A page in the history of Lake Memphremagog
Past values well anchored in today's inspirations
Since it has opened in 2002, the restaurant has developped an enviable reputation based on its quality.
The name of the restaurant comes from the luxury steamship that has sailed lake Memphremagog from 1850 to 1950.
The era of luxury steamliners
«At the turn of the 20th century, the Lake Memphrémagog landscape was marked by the presence of majestic steamliners, three of which were over one hundred feet in length: the Mountain Maid (1850-1892), the Lady of the Lake (1867-1917) and the Anthémis (1900-1954).
The promoter of the Lady of the Lake, the most extravagant of the three, was Sir Hugh Allan, president of The Royal Allan Mail Line and arguably the richest man in Canada.
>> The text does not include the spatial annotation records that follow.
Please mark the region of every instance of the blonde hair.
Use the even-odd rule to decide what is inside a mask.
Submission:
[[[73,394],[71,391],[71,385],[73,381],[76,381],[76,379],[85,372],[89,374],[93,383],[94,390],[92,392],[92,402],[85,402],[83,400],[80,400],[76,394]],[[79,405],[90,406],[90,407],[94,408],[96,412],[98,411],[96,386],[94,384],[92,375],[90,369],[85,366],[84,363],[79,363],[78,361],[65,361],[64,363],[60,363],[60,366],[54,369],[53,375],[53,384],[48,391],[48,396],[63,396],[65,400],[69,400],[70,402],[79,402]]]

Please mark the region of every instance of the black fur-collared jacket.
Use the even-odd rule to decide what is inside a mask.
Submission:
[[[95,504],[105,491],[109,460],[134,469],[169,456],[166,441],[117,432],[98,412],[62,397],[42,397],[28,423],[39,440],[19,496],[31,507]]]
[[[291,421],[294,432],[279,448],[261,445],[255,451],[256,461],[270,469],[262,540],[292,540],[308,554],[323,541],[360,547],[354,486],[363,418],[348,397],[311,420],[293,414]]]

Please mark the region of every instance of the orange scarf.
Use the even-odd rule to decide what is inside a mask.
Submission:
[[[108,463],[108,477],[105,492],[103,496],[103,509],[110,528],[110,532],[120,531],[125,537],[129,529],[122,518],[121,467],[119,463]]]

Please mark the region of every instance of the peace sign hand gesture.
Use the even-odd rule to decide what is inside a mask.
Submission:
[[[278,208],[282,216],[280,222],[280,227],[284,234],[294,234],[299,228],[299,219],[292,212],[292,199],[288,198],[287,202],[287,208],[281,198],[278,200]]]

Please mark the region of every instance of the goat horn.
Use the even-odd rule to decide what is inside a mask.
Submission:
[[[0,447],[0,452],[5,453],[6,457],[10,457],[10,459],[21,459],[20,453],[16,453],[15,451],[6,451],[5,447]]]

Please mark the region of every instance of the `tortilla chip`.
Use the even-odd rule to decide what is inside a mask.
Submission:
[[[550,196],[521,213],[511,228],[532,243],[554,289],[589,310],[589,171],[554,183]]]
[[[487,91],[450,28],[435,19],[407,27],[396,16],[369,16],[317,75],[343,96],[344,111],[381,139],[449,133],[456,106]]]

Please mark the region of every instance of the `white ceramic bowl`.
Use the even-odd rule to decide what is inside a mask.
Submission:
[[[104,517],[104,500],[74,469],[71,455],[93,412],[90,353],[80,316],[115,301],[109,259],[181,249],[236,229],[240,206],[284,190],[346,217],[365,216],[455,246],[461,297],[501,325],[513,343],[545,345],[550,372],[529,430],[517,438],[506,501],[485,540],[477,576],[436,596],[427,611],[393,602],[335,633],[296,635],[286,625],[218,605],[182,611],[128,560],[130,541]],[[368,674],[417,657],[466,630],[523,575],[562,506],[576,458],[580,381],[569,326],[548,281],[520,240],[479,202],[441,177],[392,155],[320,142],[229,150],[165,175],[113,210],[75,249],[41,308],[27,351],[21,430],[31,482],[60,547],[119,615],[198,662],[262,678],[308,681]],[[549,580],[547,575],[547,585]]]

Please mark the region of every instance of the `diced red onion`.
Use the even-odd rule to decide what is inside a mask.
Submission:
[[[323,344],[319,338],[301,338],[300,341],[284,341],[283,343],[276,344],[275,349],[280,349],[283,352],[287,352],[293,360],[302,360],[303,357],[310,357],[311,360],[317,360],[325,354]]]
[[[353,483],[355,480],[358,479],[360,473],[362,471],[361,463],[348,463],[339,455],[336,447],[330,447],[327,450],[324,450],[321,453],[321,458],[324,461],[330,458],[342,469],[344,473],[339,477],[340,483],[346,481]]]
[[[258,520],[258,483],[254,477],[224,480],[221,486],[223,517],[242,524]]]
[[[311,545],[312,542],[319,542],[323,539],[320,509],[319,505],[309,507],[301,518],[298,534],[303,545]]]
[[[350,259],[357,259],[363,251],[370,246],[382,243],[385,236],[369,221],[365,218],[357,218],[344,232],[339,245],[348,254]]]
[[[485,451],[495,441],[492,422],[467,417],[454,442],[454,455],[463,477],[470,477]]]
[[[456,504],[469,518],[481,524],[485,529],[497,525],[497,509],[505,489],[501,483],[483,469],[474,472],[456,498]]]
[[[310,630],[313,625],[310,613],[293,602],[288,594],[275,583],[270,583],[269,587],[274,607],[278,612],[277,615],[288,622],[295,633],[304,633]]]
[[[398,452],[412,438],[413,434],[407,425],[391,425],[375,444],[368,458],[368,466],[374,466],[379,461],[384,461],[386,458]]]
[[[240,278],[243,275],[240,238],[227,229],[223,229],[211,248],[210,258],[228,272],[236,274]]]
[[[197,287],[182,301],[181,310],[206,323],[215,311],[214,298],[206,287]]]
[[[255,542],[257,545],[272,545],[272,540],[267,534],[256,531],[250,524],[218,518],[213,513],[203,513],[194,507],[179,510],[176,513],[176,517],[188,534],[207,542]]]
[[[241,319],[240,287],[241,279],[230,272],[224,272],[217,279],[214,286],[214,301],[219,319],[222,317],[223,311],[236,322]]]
This metal steamboat was built at the Barclay Kurle & Cie naval base on the Clyde River, Scotland. From there, the Lady of the Lake was transported, dissembled on the steamboat St-Georges, across the Atlantic to Portland, Maine, USA. Subsequently, the pieces were sent via rail to Sherbrooke and then towed by horses to Magog. There the steamer was assembled. Guided by Captain Handsyde, the Lady of the Lake embarked on her maiden voyage from Magog to Newport on September 20th, 1867.
The steamer had two paddle wheels, two boilers, a capacity between eight to twelve hundred passengers (according to different historians), and was one hundred sixty seven feet in length. It did the Magog-Newport crossing twice a day. The Lady of the Lake was also used for dancing or orchestra excursions by moonlight. This luxury steamliner became an important economic factor because Lake Memphrémagog, then known as the "Canadian Lake Geneva", attracted tourists from all parts of the United States, particularly New England, New York City and Philadelphia.»